The wind blew my hair across my face as I dropped the phone, then cast the gun case over the railing. I watched it fall 260 feet straight down into the bay.
THE GUN CASE hit the water, sent up plumes of spray, sank, then bobbed up again into view. As best as I could tell, there was one man in the motorboat piloting the small vessel through the chop toward the gun case.
I snapped out of my trance-I was free.
I stepped behind the rear of the Impala and put up my hand. The driver of a peacock-blue Honda sedan leaned on his horn as he flew past me, followed by a Corvette, the guy behind the wheel leering but not pulling over. What did he think? That I was a prostitute?
I held my ground out there on that highway in my panties, my hand in the stop position, every part of me prickling from the fear of being flattened by a driver with his head up his ass-and then a baby-blue BMW slowed, pulled ahead of the Impala, and braked.
I leaned into the passenger side. “I’m a cop. I need your phone now.”
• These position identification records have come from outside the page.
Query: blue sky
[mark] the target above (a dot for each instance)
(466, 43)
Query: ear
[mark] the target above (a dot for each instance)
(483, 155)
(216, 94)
There was a gawking eighteen-year-old boy at the wheel. He handed me his phone, and I pointed to a newspaper on the seat beside him. He passed it to me, and I held the front section to my chest as I called Dispatch, giving my name and shield number.
“Lindsay! Oh God. Are you all right? What do you need? Where are you?”
I knew the dispatcher, May Hess, self-described Queen of the Bat Phone. “I’m on the bridge-”
“With that naked suicide?”
I barked a laugh, then caught myself before I went into hysterics. I told May to get a chopper over the bay PDQ and why-that I needed the coast guard to pick up a boater. May said, “Gotcha, Sergeant. Bridge Patrol will be at your location in thirty seconds, tops.”
I heard the sirens. With the newspaper fluttering against my chest, I leaned over the railing and watched as the small Boston Whaler motored closer to the floating gun case. A chopper whirred overhead, and the pilot bore down on the motorboat, herding it toward the southern shore.
The Boston Whaler dodged left and right like a quarter horse at a roping competition, ducked under the bridge, and powered beneath it, the chopper following the boat under the bridge deck, crowding the vessel until it stalled off Crissy Field.
The Lipstick Killer bailed out of the boat and ran in slow motion through hip-deep water. And then a coast guard vessel closed in on him.
A bullhorn blared, telling the killer to hit the ground and keep his hands in full sight. Squad cars tore down the beach and surrounded him.
Game over, psycho.
I WATCHED HARBOR Patrol pull the Pelican case out of the water, and then there was the deafening sound of sirens all around me.
I turned and saw a fleet of cars-unmarked and black-and-whites-screeching to a halt behind the Impala, and driving those cars were just about every cop I’d ever met, now piling out and heading toward me.
My attention was drawn to a Land Rover stopping in the opposite lane, somehow making it through the perimeter before the bridge was closed off. A bearded man jumped out of the driver’s seat holding a camera with a long SLR lens. He started snapping pictures of me wearing a look of horror on my face, the Chronicle plastered to my chest, pink panties and all.